Another clear observation is that WPRT + AHT is the least desirable option with regard to OS. shows that WPRT and AHT had a trend toward worse OS compared with the other three arms (p = 0.019 vs. WPRT + NHT, p = 0.019 vs. PORT + NHT, and p = 0.01 vs. PORT + AHT).  The observation that WPRT + AHT would offer a worse outcome is somewhat surprising given the results of WPRT + NHT. Yet when one evaluates the published randomized data suggesting the use of hormonal therapy in this group of patients, none of the data to date have looked at short-course AHT. Therefore, the result, although unexpected, was not incongruous with previous data, because the previous data for AHT used only long-term AHT (i.e., 2–3 years).

Therefore, why would WPRT appear to be beneficial when hormonal therapy is given neoadjuvantly and concurrently as in Arm 1, yet detrimental to survival when given adjuvantly? Also, the reason no interaction was seen in the PORT arms (Arms 2 and 4) is unclear.

One possible explanation for the benefit of WPRT + NHT compared with WPRT + AHT could lie in the immune modulation of antiandrogen therapy. Mercader have shown that antiandrogen ablation therapy results in T-cell infiltration of the prostate, increasing apoptosis. This peaks at about 3–4 weeks into treatment with hormonal therapy. It might be that T-cell infiltration occurs within the involved lymph nodes, such that an increase in apoptosis occurs before and during RT, making RT more effective at the doses used to treat the lymph nodes. Because we did not see a statistically significant difference between PORT + NHT and PORT + AHT, the above phenomena could be dose dependent, such that the dose of 70 Gy is great enough that we could not see the effects. Other investigators have noted a beneficial effect of intratumoral T cells in other malignancies such as ovarian carcinoma.

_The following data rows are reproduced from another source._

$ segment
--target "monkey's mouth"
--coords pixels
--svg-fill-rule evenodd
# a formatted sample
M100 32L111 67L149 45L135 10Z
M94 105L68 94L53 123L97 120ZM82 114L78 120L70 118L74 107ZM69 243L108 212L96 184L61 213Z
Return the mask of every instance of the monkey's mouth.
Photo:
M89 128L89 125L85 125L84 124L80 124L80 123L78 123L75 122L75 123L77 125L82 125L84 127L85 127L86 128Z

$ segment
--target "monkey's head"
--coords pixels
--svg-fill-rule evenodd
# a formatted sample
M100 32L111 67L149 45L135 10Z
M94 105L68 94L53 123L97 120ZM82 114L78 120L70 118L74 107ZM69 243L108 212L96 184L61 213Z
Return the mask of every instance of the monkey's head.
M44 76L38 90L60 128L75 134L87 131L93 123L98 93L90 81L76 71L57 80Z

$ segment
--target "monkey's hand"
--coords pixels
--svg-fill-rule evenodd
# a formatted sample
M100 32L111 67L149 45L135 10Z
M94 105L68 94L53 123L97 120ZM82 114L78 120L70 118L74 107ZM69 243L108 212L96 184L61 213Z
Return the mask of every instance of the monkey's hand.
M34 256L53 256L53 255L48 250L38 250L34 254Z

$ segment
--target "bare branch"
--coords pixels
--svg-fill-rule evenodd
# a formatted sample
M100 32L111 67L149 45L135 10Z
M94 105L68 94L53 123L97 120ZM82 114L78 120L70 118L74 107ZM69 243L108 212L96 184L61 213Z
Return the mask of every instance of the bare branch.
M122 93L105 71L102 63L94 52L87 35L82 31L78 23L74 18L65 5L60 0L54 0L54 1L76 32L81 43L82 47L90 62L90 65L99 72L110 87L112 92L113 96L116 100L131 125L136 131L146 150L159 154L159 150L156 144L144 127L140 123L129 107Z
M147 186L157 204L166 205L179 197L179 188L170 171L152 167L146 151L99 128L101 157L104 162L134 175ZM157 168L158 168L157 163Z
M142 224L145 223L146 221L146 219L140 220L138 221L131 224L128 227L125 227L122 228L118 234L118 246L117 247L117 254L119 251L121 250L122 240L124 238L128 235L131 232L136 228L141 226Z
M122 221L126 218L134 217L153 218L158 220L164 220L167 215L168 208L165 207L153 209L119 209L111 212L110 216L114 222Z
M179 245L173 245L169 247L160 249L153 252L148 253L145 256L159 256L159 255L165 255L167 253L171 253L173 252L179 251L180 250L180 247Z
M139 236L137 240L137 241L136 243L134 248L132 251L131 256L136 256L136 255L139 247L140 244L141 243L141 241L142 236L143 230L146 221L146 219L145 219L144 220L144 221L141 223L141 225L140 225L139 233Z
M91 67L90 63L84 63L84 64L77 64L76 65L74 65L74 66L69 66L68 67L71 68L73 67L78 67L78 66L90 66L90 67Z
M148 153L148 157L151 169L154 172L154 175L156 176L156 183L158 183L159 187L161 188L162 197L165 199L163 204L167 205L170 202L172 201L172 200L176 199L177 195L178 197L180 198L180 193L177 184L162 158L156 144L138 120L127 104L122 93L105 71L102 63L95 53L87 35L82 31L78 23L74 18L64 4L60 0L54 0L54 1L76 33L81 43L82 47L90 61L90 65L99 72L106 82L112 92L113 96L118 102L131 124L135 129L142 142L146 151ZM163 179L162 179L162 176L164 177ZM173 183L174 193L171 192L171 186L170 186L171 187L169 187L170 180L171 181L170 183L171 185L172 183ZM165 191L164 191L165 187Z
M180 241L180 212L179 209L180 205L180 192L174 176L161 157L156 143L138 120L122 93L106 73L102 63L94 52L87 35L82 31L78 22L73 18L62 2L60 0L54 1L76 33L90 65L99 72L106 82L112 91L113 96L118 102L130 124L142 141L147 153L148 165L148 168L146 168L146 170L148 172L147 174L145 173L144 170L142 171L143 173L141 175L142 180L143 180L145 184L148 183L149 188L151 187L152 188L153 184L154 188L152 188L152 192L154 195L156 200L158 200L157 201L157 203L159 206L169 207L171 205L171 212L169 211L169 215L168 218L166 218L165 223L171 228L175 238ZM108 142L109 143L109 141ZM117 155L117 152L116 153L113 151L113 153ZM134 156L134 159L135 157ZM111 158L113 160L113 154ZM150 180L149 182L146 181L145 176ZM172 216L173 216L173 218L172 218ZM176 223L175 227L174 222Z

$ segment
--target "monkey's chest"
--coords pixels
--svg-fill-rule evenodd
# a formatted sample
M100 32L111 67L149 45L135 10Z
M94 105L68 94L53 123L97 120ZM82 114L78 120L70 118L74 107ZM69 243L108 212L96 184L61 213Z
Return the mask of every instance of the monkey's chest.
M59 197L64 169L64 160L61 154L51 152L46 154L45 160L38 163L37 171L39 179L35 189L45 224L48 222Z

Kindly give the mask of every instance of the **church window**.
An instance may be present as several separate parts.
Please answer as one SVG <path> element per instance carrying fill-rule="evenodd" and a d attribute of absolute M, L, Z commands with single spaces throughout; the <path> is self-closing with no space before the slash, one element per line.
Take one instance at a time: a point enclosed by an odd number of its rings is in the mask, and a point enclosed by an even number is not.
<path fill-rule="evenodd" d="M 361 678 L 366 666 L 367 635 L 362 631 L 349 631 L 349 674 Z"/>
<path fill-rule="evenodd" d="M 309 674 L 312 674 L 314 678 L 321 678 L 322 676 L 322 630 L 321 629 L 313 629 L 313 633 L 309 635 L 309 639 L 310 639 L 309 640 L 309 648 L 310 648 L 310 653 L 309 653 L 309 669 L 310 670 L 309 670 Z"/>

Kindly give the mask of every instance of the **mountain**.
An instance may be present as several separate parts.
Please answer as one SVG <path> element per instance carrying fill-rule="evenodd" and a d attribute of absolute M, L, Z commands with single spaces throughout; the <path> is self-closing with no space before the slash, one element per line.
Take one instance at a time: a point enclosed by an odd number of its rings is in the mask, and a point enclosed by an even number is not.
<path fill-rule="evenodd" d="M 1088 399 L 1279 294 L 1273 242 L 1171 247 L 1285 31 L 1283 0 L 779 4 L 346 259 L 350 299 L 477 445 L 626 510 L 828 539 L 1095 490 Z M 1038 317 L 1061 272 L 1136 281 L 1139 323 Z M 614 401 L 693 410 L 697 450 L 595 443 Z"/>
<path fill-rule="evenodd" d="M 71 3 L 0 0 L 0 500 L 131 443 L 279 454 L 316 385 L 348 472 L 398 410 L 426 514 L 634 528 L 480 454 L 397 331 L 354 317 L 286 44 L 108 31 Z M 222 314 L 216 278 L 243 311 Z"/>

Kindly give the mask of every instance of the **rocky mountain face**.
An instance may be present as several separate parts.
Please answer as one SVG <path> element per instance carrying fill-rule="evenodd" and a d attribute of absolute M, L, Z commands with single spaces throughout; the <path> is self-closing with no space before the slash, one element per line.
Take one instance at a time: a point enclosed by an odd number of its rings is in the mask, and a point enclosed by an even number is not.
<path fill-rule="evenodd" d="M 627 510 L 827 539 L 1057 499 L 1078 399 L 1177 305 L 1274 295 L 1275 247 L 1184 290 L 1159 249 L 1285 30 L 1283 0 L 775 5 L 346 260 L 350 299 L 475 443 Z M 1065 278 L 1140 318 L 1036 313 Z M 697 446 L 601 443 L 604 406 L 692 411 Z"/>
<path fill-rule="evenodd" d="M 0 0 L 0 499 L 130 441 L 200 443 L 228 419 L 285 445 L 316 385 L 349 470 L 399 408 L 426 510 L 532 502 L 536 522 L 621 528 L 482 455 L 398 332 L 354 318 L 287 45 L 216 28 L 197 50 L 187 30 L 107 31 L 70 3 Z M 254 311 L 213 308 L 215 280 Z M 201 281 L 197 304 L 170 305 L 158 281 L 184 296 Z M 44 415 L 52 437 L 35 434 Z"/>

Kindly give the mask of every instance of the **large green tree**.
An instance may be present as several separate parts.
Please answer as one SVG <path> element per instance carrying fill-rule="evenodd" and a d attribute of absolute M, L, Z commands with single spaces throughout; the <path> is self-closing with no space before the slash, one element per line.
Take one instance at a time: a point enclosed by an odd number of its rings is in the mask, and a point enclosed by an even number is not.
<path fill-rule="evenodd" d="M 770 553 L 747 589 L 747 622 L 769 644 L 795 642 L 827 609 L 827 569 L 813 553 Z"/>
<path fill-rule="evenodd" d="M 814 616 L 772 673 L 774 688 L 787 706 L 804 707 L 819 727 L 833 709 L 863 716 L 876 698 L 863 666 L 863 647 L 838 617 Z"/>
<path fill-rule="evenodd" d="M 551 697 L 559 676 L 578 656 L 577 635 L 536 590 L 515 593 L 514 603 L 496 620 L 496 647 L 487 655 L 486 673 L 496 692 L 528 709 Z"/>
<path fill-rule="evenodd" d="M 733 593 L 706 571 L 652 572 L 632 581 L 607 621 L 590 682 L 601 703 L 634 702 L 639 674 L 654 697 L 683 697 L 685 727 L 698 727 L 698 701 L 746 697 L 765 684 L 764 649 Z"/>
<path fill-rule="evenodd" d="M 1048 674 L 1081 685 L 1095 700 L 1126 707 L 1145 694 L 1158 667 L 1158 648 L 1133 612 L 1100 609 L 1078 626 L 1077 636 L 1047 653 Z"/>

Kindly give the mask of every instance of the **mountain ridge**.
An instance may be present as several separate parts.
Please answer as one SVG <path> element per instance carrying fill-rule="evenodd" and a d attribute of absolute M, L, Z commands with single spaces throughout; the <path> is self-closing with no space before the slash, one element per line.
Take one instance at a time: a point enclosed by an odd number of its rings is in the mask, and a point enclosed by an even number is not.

Given that it is not questioned that an interaction exists between the timing of hormonal therapy and the RT field size in this patient population, one is left with how best to treat these patients. This study could not answer this question definitely, because it was not powered to compare the four arms separately. More studies are needed to determine the best treatment for these patients. We are left with the other prospective randomized data that exist for the treatment of locally advanced/high-risk prostate cancer. Data from the RTOG trial 92-02 showed that neoadjuvant, concurrent, and long-term hormonal therapy with RT is superior to neoadjuvant plus concurrent hormonal therapy with RT for this patient population (4). Given those data and the other long-term hormonal therapy trials, all of which have used WPRT 1, 3, WPRT with long-term hormonal therapy remains the standard against which future trials should be developed.